The below example shows how easy it is to write an integration test that automatically coordinates the following:
- Run `terraform init`, `terraform workspace select`, `terraform apply` and parse the template outputs into a Go struct
- Validate that the terraform outputs are correct by asserting that the correct number exist and that any user-supplied key-value mappings are reflected in that output.
- Pass terraform output to user-defined test functions for use-case specific tests. In this case, we simply validate that the application endpoint responds as expected
The benefit with running the test harness through docker is that developers don't need to worry about setting up their local environment. We strongly recommend running `local-run.sh` before submitting a PR as our devops pipeline runs the dockerized version of the test harness.
- An azure storage account for tracking terraform remote backend state. You can use our backend state setup [template](../infra/templates/backend-state-setup/README.md) to provision the storage resources.
Our test harness uses a base docker image to pre-package dependencies like Terraform, Go, Azure CLI, Terratest vendor packages, etc.
- **Optional Step** - Cobalt uses the public [msftcse/cobalt-test-base](https://hub.docker.com/r/msftcse/cobalt-test-base) base image by default. We also provide a utility script to generate a new base image.
- Rebuilding a new base image is as simple as running
-`-g` | `--go_version`: Golang version specification. This argument drives the version of the `golang` stretch base image. **Defaults** to `1.11`.
-`-t` | `--tf_version`: Terraform version specification. This argument drives which terraform version release this image will use.. **Defaults** to `0.11.13`
-`-t` | `--template_name_override`: The template folder to include for the test harness run(i.e. -t "azure-simple-hw"). When set, the git log will be ignored. **Defaults** to the git log.
-`-b` | `--docker_base_image_name`: The base image to use for the test harness continer. **Defaults** to `msftcse/cobalt-test-base:g${GO_VERSION}t${TF_VERSION}`.
### Option 2: Manual Setup
The benefit with setting up the test harness manually is that runtimes are quicker as we're not rebuilding the test harness image on each run.
The clear downside here is that you'll need to set up all cobalt base software packages and responsible for managing version dependency upgrades over time. Our central base image in docker hub is supported by CSE as well as version dependency upgrades.

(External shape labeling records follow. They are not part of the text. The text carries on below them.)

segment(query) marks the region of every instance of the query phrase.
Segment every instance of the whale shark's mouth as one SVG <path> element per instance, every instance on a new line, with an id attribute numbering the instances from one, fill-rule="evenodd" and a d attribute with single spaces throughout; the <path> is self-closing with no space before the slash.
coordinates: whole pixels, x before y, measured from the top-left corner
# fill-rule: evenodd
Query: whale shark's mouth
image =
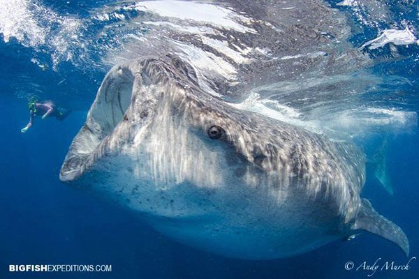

The other downside is that you'll need to install this project within your `GOPATH` and pull down all `dep` vendor dependency packages.
#### Prerequisites
- An Azure subscription
- A [service principal](https://docs.microsoft.com/en-us/azure/active-directory/develop/howto-create-service-principal-portal)
- An azure storage account for tracking terraform remote backend state. You can use our backend state setup [template](../infra/templates/backend-state-setup/README.md) to provision the storage resources.
-`-t` | `--template_name_override`: The template folder to include for the test harness run(i.e. -t "azure-simple-hw"). When set, the git log will be ignored. **Defaults** to the git log.
-`-c` | `--tf_state_container`: The storage container name responsible for tracking remote state for terraform deployments. **Defaults** to `cobaltfstate-remote-state-container`
-`-a` | `--tf_state_storage_acct`: The storage account name responsible for tracking remote state for terraform deployments. **Defaults** to `cobaltfstate`.